4. Blood vessels in skeletal muscle. Skeletal muscle has a rich blood supply. Arteries in the
epimysium course with the epimysium to enter the septa between the muscle fascicles. They branch
in the perimysium and give rise to arterioles, which, in turn, give rise to capillaries that run in the
endomysium to supply the muscle fibers. Most capillaries run parallel with the muscle fibers, but some
give off branches that course at right angles to the fibers. Lymphatic vessels of skeletal muscle are
confined almost entirely to the epimysium and perimysium.
Cardiac muscle
Cardiac muscle comprises the myocardium of the heart and resembles skeletal muscle in that
it is striated. Unlike skeletal muscle, it is involuntary, consists of a network of branching fibers with
centrally located nuclei, has cross striations which are closer together and less prominent than
those in skeletal muscle, and possesses intercalated disks. An intercalated disk is a 0.5 to 1 m
thick, undulating or steplike band, which crosses the fiber at the level of the Z-band. It has been
shown by electron microscopy to be the point of junction between two cardiac muscle fibers. The fact
that one fiber ends and another begins at the intercalated disk proves that cardiac muscle is not a
syncytium (unbroken chain of fibers) as was once believed. Functionally, the disks not only hold the
fibers together, but they constitute areas of low electrical resistance which permit the rapid spread of
impulses from fiber to fiber and allow the muscle fibers to behave as though they were a syncytium.
H&E preparations do not show the disks as clearly as sections stained with iron hematoxylin or
phosphotungstic acid hematoxylin. See Figure 27 below for a schematic diagram of cardiac muscle.

Figure 27: Schematic drawing of cardiac muscle. Note the intercalated disks, centrally located nuclei
and striations. Taken from Junqueira and Carneiro, Basic Histology, a text and atlas, p. 206, Figure
Cross sections of cardiac muscle can be distinguished from transverse -sections of smooth
muscle because the fibers of cardiac muscle are (1) larger than those of smooth muscle, (2) may
show branching, (3) have distinct myofibrils, and (4) contain numerous capillaries between the fibers.
Microscopic study of cardiac muscle
Study longitudinal, cross and oblique sections of cardiac muscle under different powers
of the microscope using slide A49, cardiac muscle, human, (Trichrome).
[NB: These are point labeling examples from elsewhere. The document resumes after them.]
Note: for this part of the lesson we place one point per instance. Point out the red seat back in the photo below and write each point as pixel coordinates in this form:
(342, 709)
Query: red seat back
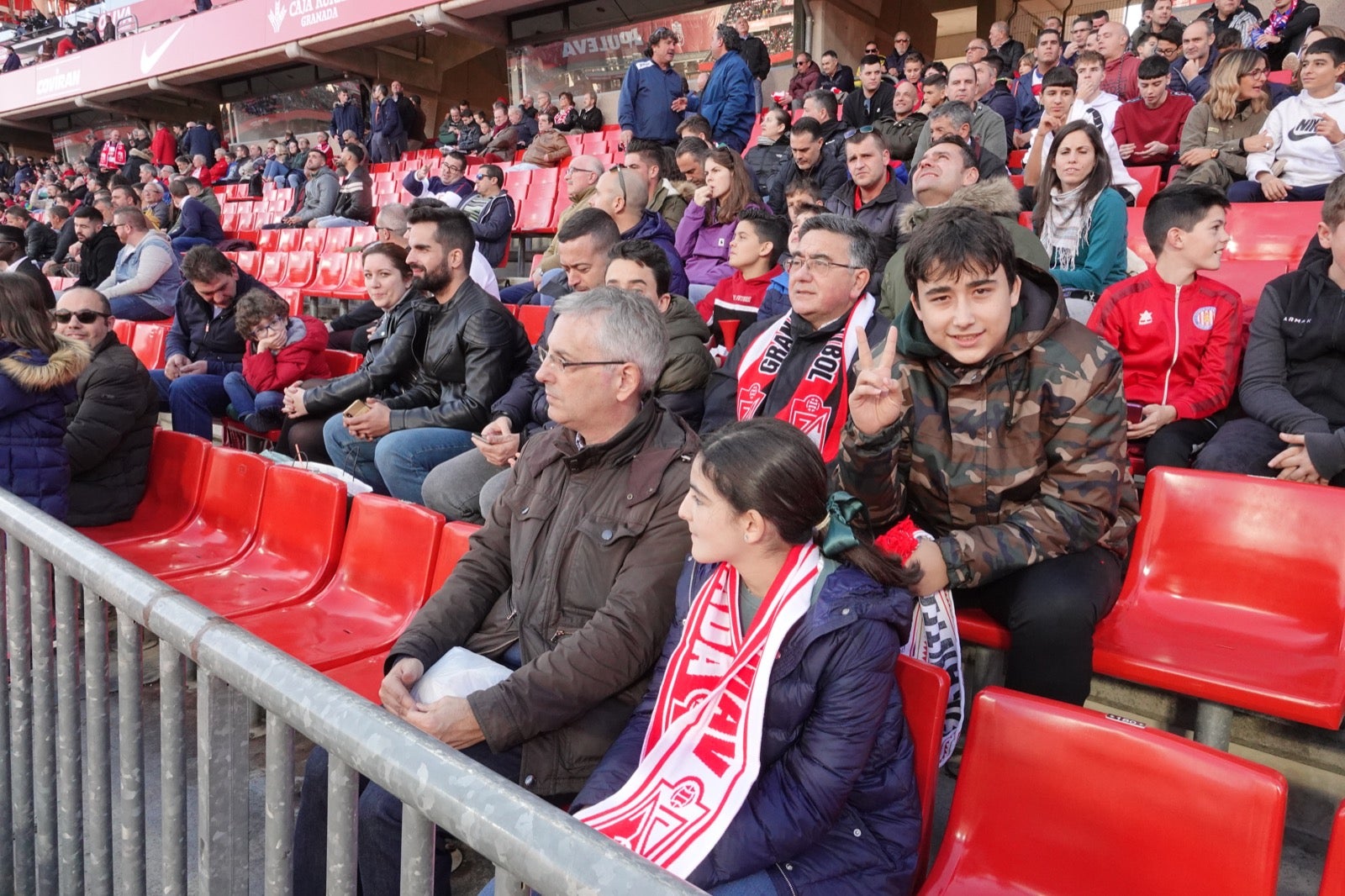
(452, 546)
(1060, 799)
(925, 696)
Identify the branching fibers,
intercalated discs, centrally positioned nuclei, myofibrils, and capillaries.
Study slide A50, cardiac muscle, (Fe-Hematoxylin). Iron hematoxylin staining of cardiac
muscle highlights the cross striations and intercalated discs. Focusing up and down on the discs
shows their jagged or stair-step structure.
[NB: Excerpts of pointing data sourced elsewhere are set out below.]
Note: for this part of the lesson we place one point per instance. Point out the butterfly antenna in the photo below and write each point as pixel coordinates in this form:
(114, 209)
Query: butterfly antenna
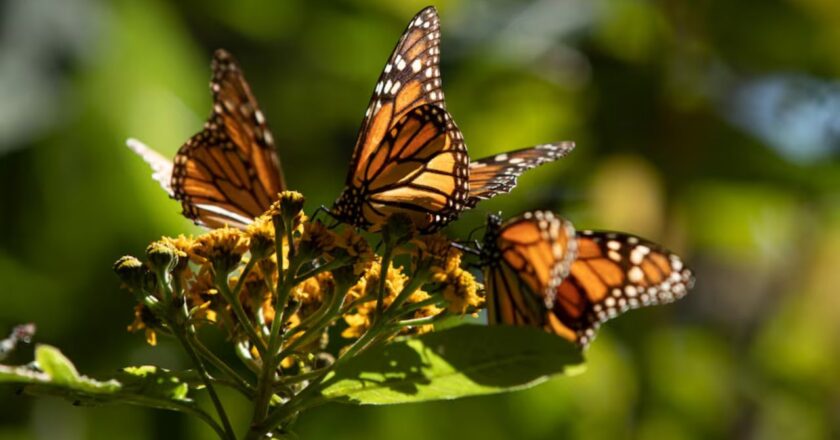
(467, 249)
(469, 237)
(326, 210)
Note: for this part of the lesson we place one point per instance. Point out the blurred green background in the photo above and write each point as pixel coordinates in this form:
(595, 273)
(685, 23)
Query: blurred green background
(711, 126)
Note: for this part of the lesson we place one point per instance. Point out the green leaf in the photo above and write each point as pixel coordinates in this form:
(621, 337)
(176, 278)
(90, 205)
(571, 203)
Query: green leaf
(55, 375)
(463, 361)
(56, 365)
(154, 381)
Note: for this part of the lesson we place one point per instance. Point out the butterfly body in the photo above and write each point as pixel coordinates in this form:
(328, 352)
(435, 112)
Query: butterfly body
(410, 156)
(229, 172)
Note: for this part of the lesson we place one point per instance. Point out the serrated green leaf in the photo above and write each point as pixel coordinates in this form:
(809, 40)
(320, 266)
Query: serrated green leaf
(55, 375)
(155, 381)
(55, 365)
(463, 361)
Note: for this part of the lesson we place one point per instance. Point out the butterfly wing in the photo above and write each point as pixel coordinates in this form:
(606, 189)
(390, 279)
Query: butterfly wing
(410, 156)
(419, 169)
(410, 79)
(228, 173)
(497, 174)
(161, 166)
(528, 258)
(613, 273)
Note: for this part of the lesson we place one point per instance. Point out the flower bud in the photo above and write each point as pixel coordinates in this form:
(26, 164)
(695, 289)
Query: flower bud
(286, 212)
(134, 274)
(223, 247)
(398, 230)
(261, 235)
(162, 256)
(316, 240)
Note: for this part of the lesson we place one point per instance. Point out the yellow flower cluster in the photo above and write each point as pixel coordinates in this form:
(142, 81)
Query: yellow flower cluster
(363, 297)
(459, 286)
(324, 261)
Study slide A78, aortic valve, human, (Trichrome). Nice profile of the valve leaflet flopped back
against the aortic wall. The stain is unusual. Most fibers (myofibrils, collagen, etc.) are blue, nuclei are
very pale often appearing as ghosts or negative images. Intercalated disks of ventricular myocardial
cells are very prominent. RBC's are red-orange and enable visualization of the extensive plexus of
capillaries in the myocardium.
Tabulation of differences between the types of muscle and tendon
Prepare a list of the criteria you have observed which will serve in identifying smooth muscle,
cardiac muscle, skeletal muscle, and tendon. The list should indicate the shape of the fiber
(longitudinal and cross section); the size of the fiber (length and diameter); location and number of
nuclei per fiber; and the appearance of the fibrils in the fiber.